Another frequently stated justification for why images of Christ should be considered acceptable in certain situations is that the second commandment now applies differently with Christ because, unlike God’s people before the incarnation, people in Israel actually saw Jesus and that if cameras had existed they could have even taken a picture of him. It is argued that because the Son took on a human nature, which is necessarily visible, then visible depictions of Jesus are acceptable for didactic purposes.

However, this argumentation runs up against Deuteronomy 4:15-16, which states, “Therefore watch yourselves very carefully. Since you saw no form on the day that the LORD spoke to you at Horeb out of the midst of the fire, 16 beware lest you act corruptly by making a carved image for yourselves, in the form of any figure, the likeness of male or female.”

As with Exodus 20:4-6, this prohibition against idolatry is not limited only to worshiping images of God, but even declares that making images is acting corruptly, yet importantly this commandment includes a prohibition against making idols in the likeness of man.
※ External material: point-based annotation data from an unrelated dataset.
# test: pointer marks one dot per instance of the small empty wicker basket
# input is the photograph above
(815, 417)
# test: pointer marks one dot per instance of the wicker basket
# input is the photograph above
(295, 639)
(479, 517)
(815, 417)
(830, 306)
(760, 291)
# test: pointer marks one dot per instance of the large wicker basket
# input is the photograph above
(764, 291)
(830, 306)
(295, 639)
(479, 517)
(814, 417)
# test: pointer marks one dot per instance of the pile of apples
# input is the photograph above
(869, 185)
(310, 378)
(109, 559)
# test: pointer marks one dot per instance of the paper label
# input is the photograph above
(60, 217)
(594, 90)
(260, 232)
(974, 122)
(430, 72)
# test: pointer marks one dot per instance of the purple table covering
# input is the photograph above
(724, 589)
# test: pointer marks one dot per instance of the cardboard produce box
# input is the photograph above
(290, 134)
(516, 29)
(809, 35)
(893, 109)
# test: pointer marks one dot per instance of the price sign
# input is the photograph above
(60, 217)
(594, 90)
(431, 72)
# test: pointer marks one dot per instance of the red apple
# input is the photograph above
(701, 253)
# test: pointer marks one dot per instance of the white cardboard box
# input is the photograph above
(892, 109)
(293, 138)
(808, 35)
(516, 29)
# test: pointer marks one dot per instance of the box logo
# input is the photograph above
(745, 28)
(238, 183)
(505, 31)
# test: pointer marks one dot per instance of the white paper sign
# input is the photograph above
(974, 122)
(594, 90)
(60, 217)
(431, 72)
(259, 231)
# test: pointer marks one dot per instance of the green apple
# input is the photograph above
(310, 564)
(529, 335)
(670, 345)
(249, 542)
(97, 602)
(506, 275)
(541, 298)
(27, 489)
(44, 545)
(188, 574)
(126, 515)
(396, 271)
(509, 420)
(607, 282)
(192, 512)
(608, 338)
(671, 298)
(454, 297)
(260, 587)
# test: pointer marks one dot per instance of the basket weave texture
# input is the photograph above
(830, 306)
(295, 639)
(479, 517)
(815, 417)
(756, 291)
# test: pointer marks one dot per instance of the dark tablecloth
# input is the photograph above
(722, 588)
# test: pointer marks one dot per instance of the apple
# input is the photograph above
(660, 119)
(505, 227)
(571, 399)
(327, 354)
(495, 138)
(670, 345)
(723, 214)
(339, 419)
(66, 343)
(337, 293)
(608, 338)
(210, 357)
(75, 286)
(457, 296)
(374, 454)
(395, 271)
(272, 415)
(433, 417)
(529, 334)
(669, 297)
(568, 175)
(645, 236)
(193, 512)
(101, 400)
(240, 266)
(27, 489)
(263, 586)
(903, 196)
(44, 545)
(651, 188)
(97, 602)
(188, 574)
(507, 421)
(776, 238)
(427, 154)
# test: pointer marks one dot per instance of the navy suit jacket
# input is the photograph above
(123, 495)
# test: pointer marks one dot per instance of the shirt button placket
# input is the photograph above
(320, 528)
The reasoning God gives is that they did not see any form when God spoke to them. However, what is significant is that their ancestor, Abraham, actually did see a visible form. In Genesis 18 the LORD appeared to Abraham by the oaks of Mamre to tell him that his wife Sarah would conceive and bear a son. Like many, I take the position that this visit was a Christophany, a pre-incarnate appearance of Christ. During that encounter Abraham had a meal prepared and stood by while the LORD ate it. We could even say that if he had a camera, he could have taken a picture of him.

The fact that Abraham saw God in the visible form of a man is very relevant because, although Abraham saw and spoke with the pre-incarnate Christ, subsequent generations are not afterward permitted to make depictions. Rather, God prohibits making any images of God in the likeness of man because they saw no form when the LORD spoke to them. The self-revelation God gave to that generation was not a picture or a physical description, but his word. The LORD is very emphatic on the point that they only draw near to God in accordance with the revelation he has given. God is the one who chooses how his people will know him and draw near to him and how he wanted to be known in that and future generations was by his word.

Although Abraham saw Christ, this did not give Israel permission to make any images of him and the same is true for us. Surely it would have been a blessing to have been one of those thousands of men and women who saw Jesus with their own eyes during the incarnation. But the Holy Spirit has chosen not to preserve any description of Christ for us because we are called to be a people of the word who walk by faith, not by sight. Just because some people saw Christ does not mean that we may now make images of God for didactic or any other purpose. Soon a day will come when our faith gives way to say, but until then, we are to know and draw near to God in how he has chosen to reveal himself to us: by his word.